Selanjutnya Bapepam kembali melanjutkan pemeriksaan terhadap para jajaran direksi PT. PGN
terkait dengan adanya dugaan kasus Insider Trading. Berdasarkan pemeriksaan tersebut telah
terbukti adanya insider trading yang dilakukan oleh orang dalam PT. PGN yaitu Adil Abas
(mantan direktur pengembangan), Nursubagjo Prijono, WMP Simanjuntak (mantan Direktur Utama
dan sekarang Komisaris), Widyatmiko Bapang (mantan sekretaris perusahaan), Iwan Heriawan, Djoko
Saputro, Hari Pratoyo, Rosichin, dan Thohir Nur Ilhami yang melakukan transaksi saham pada periode
12 September 2006 sampai dengan 11 Januari 2007. Atas pelanggaran tersebut para pelaku
dikenai sanksi administratif dan denda total sebesar Rp. 2.800.000.000,00.
2.4.3 Keterkaitan Kasus dengan Prinsip OECD 5 Pengungkapan dan Transparansi

OECD nomor 5 mengungkapkan transparansi perusahaan, bahwa perusahaan harus


terbuka mengenai masalah apapun yang terjadi di perusahaan. Tidak hanya masalah, ekspektasi yang
baik dan buruk pun harus dijelaskan secara terbuka pada pemangku kepentingan perusahaan.
Dalam kasus diatas, PGN menutupi masalah penundaan proyek mereka, yang mana apabila
diungkapkan maka akan menurunkan nilai saham. Pada kenyataan yang sebenarnya beberapa pemilik
saham sudah menjual sahamnya karena sebagian dari mereka sudah mengetahui masalah tersebut.
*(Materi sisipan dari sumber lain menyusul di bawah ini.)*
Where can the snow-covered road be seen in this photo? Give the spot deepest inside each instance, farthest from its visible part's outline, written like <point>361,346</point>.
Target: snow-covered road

Orang yang mengetahui hal ini disebut insider trading. Orang yang mengetahui masalah perusahaan
sehingga dia tahu benar bahwa perusahaan akan mengalami penurunan nilai di masa yang akan datang.
Pengetahuan ini tentunya tidak diketahui seluruh pihak pemegang saham, karena PGN takut jika sampai
masalah ini terdengar kepada pemegang saham lain maka pemegang saham lain akan ikut menjual
sahamnya dan menurunkan nilai pasar PGN. Pelanggaran atas aturan OECD nomor 5 benar-benar
terlihat disini yaitu tidak transparan pada seluruh pemegang saham.